On the West Coast, a $1.5 million grant from the National Science Foundation will help researchers like Flores-Rentería ask whether that's happening here and whether it's linked to climate change.

This time, this year, we've seen a shift.

But we don't know if it's related to precipitation patterns or temperature or something else, right?

So if we have historical data, then we can start asking these questions.

And all of these go... These are ferns, fern relatives.

That historical data lives here pressed onto paper and filed away in cabinets deep in the Life Sciences Building at San Diego State.

And just pulling this out, this was collected in 1941, April 30.

There's a lot of detail that we can study.

We could dissect the flower.

We could soak it up in boiling water.

We could look at the fruits.

We can look at the plant hairs, called trichomes.

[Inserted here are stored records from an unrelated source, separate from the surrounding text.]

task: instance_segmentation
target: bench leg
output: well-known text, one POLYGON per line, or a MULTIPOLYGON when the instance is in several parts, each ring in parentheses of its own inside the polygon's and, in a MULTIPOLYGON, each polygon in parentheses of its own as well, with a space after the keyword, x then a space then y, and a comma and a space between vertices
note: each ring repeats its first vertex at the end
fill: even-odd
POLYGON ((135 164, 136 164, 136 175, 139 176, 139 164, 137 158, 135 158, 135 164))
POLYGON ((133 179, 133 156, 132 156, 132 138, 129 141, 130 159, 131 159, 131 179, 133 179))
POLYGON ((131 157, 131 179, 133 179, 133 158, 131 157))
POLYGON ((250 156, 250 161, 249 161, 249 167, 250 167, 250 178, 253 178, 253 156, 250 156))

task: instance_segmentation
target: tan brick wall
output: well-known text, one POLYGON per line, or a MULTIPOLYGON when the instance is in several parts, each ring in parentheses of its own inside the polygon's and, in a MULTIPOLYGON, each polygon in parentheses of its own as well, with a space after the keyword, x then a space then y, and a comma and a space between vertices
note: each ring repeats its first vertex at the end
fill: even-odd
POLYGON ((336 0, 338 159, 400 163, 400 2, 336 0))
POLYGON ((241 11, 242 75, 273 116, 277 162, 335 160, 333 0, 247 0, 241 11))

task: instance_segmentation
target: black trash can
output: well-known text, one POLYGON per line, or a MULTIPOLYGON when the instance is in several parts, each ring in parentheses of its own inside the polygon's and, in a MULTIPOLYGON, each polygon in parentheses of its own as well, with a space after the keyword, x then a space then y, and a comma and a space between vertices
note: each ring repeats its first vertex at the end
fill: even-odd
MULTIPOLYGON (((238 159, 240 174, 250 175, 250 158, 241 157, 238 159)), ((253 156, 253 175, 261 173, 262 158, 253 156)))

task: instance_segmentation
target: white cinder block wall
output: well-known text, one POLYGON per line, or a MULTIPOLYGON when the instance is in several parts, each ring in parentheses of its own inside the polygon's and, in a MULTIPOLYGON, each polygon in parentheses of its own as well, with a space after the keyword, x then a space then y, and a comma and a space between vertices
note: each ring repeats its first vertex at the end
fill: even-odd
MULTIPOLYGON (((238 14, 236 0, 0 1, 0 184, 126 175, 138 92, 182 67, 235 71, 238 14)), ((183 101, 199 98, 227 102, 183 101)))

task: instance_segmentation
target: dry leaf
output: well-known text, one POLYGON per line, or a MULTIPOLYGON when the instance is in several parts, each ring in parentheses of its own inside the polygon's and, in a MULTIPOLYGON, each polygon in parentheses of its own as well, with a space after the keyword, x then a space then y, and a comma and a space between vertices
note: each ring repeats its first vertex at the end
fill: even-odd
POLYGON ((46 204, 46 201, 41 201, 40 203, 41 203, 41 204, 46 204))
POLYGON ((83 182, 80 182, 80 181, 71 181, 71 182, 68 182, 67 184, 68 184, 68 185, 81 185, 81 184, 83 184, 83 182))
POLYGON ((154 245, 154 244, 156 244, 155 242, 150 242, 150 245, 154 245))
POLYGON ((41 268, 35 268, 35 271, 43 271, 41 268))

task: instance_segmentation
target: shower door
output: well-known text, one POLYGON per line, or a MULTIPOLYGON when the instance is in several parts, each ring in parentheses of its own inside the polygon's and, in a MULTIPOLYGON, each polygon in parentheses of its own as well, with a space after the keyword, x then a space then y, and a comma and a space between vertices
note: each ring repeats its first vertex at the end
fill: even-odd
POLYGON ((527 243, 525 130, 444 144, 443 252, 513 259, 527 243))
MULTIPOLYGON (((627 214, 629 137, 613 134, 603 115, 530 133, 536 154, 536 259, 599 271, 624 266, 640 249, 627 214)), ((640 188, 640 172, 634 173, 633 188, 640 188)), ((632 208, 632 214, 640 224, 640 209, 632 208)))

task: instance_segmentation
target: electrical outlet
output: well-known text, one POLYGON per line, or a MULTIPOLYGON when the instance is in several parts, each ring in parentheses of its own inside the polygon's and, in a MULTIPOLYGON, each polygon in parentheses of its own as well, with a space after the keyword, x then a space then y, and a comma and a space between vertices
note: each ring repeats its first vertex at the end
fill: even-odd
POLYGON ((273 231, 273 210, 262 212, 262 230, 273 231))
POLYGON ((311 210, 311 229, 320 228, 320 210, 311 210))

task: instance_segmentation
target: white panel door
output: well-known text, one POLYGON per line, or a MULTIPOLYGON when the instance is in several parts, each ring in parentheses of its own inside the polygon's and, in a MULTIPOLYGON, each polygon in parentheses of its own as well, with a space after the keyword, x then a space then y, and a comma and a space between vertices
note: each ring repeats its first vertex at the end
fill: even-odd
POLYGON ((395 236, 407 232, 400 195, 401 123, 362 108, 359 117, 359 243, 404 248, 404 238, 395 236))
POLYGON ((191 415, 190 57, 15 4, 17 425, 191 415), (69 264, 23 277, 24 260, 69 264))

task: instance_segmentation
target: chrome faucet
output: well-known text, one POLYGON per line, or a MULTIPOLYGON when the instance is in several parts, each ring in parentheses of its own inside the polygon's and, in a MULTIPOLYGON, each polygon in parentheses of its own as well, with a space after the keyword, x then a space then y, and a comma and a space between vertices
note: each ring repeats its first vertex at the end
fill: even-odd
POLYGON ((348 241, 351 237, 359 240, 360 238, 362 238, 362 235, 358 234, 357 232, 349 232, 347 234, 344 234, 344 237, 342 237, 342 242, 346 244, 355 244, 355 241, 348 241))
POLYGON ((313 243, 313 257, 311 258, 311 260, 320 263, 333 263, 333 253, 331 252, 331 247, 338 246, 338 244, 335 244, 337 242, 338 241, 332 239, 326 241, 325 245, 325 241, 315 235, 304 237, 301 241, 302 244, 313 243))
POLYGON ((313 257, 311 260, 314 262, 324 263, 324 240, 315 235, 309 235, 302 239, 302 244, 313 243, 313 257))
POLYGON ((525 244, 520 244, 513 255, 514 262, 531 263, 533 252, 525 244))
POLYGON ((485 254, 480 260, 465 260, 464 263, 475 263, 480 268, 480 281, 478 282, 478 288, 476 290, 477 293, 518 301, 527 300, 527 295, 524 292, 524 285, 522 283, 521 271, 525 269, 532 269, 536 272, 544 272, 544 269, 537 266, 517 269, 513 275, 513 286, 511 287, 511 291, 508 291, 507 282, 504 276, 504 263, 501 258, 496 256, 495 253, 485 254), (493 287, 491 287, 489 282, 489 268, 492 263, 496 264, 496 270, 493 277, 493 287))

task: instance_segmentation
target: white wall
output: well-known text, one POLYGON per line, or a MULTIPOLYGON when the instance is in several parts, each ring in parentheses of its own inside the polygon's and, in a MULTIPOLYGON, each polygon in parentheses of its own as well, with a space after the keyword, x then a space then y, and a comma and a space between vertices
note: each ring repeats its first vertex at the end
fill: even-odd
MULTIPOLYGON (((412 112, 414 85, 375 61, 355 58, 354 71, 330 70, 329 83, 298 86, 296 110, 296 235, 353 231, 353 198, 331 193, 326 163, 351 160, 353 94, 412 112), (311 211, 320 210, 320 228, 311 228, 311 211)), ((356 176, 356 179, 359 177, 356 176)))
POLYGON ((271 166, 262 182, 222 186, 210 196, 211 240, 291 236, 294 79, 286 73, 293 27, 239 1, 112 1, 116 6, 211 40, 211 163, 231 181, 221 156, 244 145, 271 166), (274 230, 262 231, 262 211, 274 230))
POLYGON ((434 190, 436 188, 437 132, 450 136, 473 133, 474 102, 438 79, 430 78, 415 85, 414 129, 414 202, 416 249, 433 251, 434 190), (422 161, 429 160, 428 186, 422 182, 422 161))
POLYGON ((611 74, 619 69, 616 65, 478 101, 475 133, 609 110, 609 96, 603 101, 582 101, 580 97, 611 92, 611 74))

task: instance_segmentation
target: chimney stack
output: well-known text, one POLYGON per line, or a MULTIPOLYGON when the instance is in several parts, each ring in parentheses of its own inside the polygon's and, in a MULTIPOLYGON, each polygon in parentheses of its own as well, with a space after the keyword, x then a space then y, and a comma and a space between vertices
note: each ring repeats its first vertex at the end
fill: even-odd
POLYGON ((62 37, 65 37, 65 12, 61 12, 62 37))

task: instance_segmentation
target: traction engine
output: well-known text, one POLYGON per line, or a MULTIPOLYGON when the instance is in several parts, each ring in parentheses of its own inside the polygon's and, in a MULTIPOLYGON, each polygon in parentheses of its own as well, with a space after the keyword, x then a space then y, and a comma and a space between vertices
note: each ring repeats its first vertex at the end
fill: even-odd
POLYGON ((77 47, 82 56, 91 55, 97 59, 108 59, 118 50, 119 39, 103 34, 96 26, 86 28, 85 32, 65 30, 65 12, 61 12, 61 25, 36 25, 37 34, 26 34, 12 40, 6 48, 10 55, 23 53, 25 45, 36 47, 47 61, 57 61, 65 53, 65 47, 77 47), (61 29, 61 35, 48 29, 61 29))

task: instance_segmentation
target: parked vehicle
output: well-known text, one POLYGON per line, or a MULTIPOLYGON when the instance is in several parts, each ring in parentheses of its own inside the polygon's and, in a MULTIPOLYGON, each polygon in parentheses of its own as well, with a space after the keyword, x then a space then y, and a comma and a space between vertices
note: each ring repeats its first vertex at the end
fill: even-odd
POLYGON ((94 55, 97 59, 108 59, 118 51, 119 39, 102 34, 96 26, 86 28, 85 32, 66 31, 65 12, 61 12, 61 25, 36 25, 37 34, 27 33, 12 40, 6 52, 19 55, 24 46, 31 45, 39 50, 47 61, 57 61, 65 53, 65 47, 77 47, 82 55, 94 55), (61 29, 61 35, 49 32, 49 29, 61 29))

So we can still see a lot, even though this is nearing 100 years old.

But we can also take that leaf and extract DNA.

With the NSF grant, herbaria across the state will upload high-resolution photos of their specimens and information about where and when they were collected to a central online database.

As we do this for all of California, we can begin to get an idea as to when they flowered, when they fruited in the past versus the present.

And they can use a digital map to make comparisons by location.

One hypothesis is they're today flowering earlier in the season.

And we don't have enough data to prove that, but I think we'll have enough data in about three years.

Back at Desert View Tower, Flores-Rentería scours cholla after cholla, looking for fruit.


Well, I cannot really find anything.

That's sad.

Even on the sections covered with protective bags where Flores-Rentería pollinated the flowers by hand, the fruit dried out before it could mature.

The other thing is that when we came here and we did the pollinations, the manual pollinations, we also had... We saw the bees.

The bees were very active.

So that's very important, so the natural pollenization occurred, and our manual pollenization occurred, but as you can see, all of the fruits are being aborted.

So that's kind of scary, really, to see all of these plants not reproducing sexually.

The plant can still clone itself by dropping sections off its branches to take root elsewhere.

No fruits formed.

But student Ryan Buck says the adaptation isn't a failsafe.

Just imagine that you bud off and you start cloning, and there's just a whole population of you.

And let's say you're allergic to strawberries, and the only food source you have is strawberries.

Every single one of you is going to die because you can't eat.

So there's not enough genetic diversity to keep going if it's just budding and cloning off the whole time.

Some species can evolve and adapt to that, but that's going to take a lot of time, and at the rate that climate change is going, they don't have that much time.

And the plants will look a lot drier.

Buck and Flores-Rentería will continue to track the cholla to see if this year is an anomaly or a symptom of climate change.

In the meantime, they'll take the spiky, dried fruit back to the office to see if they can salvage some seeds.